Est-il alors possible pour Eribon de voir la psychanalyse autrement… ?
Dans une interview donnée en 2019, il évoque des « Tentatives rares mais qui existent, de rénover la psychanalyse dans un sens non violent… » Mais il pense que la psychanalyse se réfère à des « grilles d’analyse conceptuelle, l’œdipe, le triangle familial, etc. » qu’elle laisse de côté les dimension sociales, politiques historiques » alors que « Souvent on n’est pas nous même déterminés par la famille mais la famille est déterminée par l’ordre social».
Comment lui répondre, avec l’outil du transfert social ? Il est question de replacer tous ces concepts évoqués par Eribon à travers le prisme de la psychanalyse sociale comme nous l’avons montré avec cette lecture.
Si la psychanalyse regarde du côté de l’enfance, pour trouver des anomalies, elles ne sont pas à trouver dans l’idée dogmatique de l’Œdipe, mais bien dans les effets du déterminisme, cités par Eribon. On pourra citer en exemple l’accueil de Retour à Reims par sa famille : Alors qu’il abordait la problématique de la scolarité, il dénonce le fait que les jeunes qui aiment aller à l’école sont en fait ceux qui le peuvent, et qu’on fait dire à nombre de personnes des classes populaires que l’école n’est pas pour elles, car elles n’aimeraient pas y aller. On retrouve l’idée de l’inconscient du faire, qui rejoint ici la notion de déterminisme, constat mal reçu par la famille d’Eribon, estimant que la scolarité fut pour tous une question de choix.
Les sujets n’ont pas conscience du déterminisme, des mouvements sociaux dans lesquels ils sont pris, la société comme verdict que décrit Eribon, est à rapprocher des bases du transfert social, de l’idée qu’un être humain seul n’existe pas.
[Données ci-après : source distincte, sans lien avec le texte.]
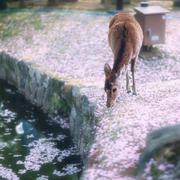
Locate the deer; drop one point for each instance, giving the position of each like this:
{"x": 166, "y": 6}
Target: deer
{"x": 125, "y": 40}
Observer les transferts, voir dans les ressemblances de tout mouvement, tout déplacement, un transfert qui se base sur une remise en question de cet ordre social sacralisé, amène à repenser au regard des contextes actuels ce qui serait normal, ce qui serait pathologique…
Dans le discours d’Eribon, ce qui est la norme de l’ordre moral semble en fait être le pathologique, car c’est ce qui fait souffrir, d’où déplacement, d’où problématique de transfert du social vers le mental, souffrance induite par le social, et inconsciente.On pourrait dire, ce qui est inconscient, parfois c’est d’aller chercher les causes de la souffrance dans le réel… « Faire proliférer différences, libertés, possibilités » dit Eribon, cela ne semble pas contradictoire avec l’apport de la psychanalyse sociale.
Bibliographie
Barthes, R. (1977). Fragments d’un discours amoureux (Collection Tel quel). Éditions du Seuil.
Bourdieu, P. (1998). La Domination masculine (Collection Liber)(First Edition). Seuil.
Eribon, D. (1999). Réflexions sur la question gay (Histoire de la Pensée, Fayard.
Eribon, D. (2002). Comment on s'arrange : Les homosexuels, le couple, la psychanalyse. Cliniques méditerranéennes, no 65(1), 203-219. https://doi.org/10.3917/cm.065.0203
Eribon, D. (2005). Echapper à la psychanalyse, Léo Scheer, éd.
Eribon, D. (2007). L’inconscient des psychanalystes au miroir de l’homosexualité.
http://didiereribon.blogspot.com/2007/09/linconscient-des-psychanalystes-au.html
Eribon, D. (2018). Retour à Reims (Philosophie). Flammarion.
Foucault, M. (1994). Histoire de la sexualité, I : La volonté de savoir (Tel) , Gallimard.